Conclusion
Over this course of this project, we have identified some of the key variables and relationships that explain how horses at the Hong Kong Jockey Club (HKJC) perform in a given race. We created data visualizations under the Data Exploration section that uncovered some suprising truths about horse racing, including that the weight of a horse, nor any added weight, has too much of a bearing on a horse’s race performance, a contradiction to popular tropes in the horse racing betting community. We also uncovered phenomena like that there is a clear advantage for the inside lanes in longer races and that horses rated above certain thresholds (125 and above) almost always place higher. Also, a track’s surface and condition appear to play way less of a factor in a horse’s performance than orginally thought. It is through these findings that we were able to more clearly understand what drives a horse to be successful at the race track.
Under our Naive Bayes section, we created a Multinomial Classifier that uses a horse’s attributes like sex, color, and import type, along with discrete features like rating, draw, and days of rest, to predict if a horse will have a podium finish. Our classier has precision (our primary metric of interest) of around 35%, compared to a random classifier which has a precision around 25%. We also created a text classifier that is able to classify the sentiment (positive, negative, or neutral) of tweets with an almost 67% accuracy. We used our trained tweet sentiment classifier to help us classify tweets relating to HKJC’s reigning horse of the year, Golden Sixty.
We also conducted an exploration of dimensionality in our data set, first peforming a Principal Component Analysis (PCA) of our numerical features in order to figure out which features explain most of the variation in our data. Horse rating and days of rest between races came out to be the most significant of our variables with draw and average placement being our next most “important” variables, with the rest of the variables, except for actual weight, also showing some sort of significant explanation of the variance in the feature set. We used this information to come up with an “optimal” numerical feature set for our sections’ analyses. Also in our exploration of dimensionality, we peformed a T-distributed Stochastic Neighbor Embedding (t-SNE) analysis which helped us visualize our high dimensional data in a 2-D plane.
After our dimensionality exploration, we ventured into clustering. We performed 4 different clustering techniques: 3 for our numerical feature set found in the dimesnionality section, k-means, and DBSCAN, and Hierarchical clustering, and 1 for our categorical feature set, k-modes. K-modes clustering proved to not be very helpful, giving us 5 clusters with a hardy intrepretable structure. Our numerical clustering showed us that k-means was our most insightful algorithim, giving us 3 clusters of data which can explained as groups of horses that perform well, horses that perform somewhere toward the middle of the road, and horses that perform poorly. Clustering served as a valuable technique to look at groupings in our data that are not given to us.

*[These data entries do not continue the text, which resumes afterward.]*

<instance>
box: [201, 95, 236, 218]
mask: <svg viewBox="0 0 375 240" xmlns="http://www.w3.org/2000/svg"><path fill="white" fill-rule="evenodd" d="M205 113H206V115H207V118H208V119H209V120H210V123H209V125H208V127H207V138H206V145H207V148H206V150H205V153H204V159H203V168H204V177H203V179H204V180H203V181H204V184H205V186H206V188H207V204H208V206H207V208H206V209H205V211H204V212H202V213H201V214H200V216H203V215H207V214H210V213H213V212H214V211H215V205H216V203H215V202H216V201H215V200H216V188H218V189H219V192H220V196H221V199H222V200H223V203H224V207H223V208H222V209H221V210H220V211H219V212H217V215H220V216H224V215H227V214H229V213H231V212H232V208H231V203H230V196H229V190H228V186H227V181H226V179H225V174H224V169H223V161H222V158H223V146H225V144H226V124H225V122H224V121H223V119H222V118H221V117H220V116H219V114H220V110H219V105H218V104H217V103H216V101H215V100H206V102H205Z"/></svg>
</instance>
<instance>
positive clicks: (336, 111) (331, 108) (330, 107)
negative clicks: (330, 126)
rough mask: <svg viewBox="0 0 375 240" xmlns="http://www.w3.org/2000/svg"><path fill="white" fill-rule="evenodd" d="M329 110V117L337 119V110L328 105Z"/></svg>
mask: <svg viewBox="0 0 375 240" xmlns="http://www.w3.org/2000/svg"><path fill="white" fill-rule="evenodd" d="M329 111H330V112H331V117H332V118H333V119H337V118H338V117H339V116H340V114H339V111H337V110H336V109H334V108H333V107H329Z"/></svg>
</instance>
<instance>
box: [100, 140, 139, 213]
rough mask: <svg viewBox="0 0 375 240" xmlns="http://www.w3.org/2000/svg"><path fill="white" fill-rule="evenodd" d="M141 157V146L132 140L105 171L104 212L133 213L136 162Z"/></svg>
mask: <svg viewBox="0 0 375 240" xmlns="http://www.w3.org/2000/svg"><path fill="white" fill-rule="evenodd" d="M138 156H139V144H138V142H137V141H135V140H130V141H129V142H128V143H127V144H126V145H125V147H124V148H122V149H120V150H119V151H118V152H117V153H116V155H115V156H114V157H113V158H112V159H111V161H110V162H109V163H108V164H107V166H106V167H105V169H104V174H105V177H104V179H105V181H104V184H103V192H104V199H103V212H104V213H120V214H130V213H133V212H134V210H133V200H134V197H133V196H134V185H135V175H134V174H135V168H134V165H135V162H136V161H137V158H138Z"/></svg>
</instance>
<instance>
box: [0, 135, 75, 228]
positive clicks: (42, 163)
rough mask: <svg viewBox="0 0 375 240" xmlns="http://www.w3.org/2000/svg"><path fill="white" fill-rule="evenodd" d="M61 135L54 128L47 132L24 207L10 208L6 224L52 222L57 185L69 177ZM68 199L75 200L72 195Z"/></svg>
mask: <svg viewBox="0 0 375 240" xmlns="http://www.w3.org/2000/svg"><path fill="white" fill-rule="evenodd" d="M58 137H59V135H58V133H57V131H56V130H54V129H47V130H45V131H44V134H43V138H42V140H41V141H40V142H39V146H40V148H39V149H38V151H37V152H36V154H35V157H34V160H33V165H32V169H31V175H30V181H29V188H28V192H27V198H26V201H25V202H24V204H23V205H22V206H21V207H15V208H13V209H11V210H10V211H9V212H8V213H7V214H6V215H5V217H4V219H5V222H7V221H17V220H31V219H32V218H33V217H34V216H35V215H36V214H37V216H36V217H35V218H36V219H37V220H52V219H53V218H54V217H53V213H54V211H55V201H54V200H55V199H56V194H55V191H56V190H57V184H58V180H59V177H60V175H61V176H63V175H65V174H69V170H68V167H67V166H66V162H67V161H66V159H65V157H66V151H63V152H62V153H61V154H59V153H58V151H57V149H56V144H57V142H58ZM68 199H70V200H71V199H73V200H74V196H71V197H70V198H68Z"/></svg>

Last, but not least, we created a wide variety of tree-based classifiers in our Decision Tree section which served as the most substantial section of this project. Through the creation of a variety of decision trees, random forests, adaptive boosted models, gradient boosting techqniues, and combinations of all these methods, we were able to create a classifier (an AdaBoost classifier with a Random Forest as the base estimator) that is able to pick horse racing podium finishers at the 1200m distance, under a specific set of race conditions, with 50% precision. While 50% precision might not sound all that great on the surface, it actually is extremely valuable, as it allow us ample room to make positive expected value (EV) bets in a parimutel betting market, a mathemathically sure technique for making betting profits.
It was discussed that the model we created was only created for one distance under a specific set of racing conditions, so in order for a comprehensive predictive model/betting system, a model would have to be fit at every race distance for ALL race conditions which amounts to hundreds upon hundreds of possible combinations. Our model we generated took over 40 minutes of runtime to create, so creating such a comprehensive predictive system would be VERY computationally expensive. However, it is with our model that we have laid the groundwork for the the future realization of such an advanced system.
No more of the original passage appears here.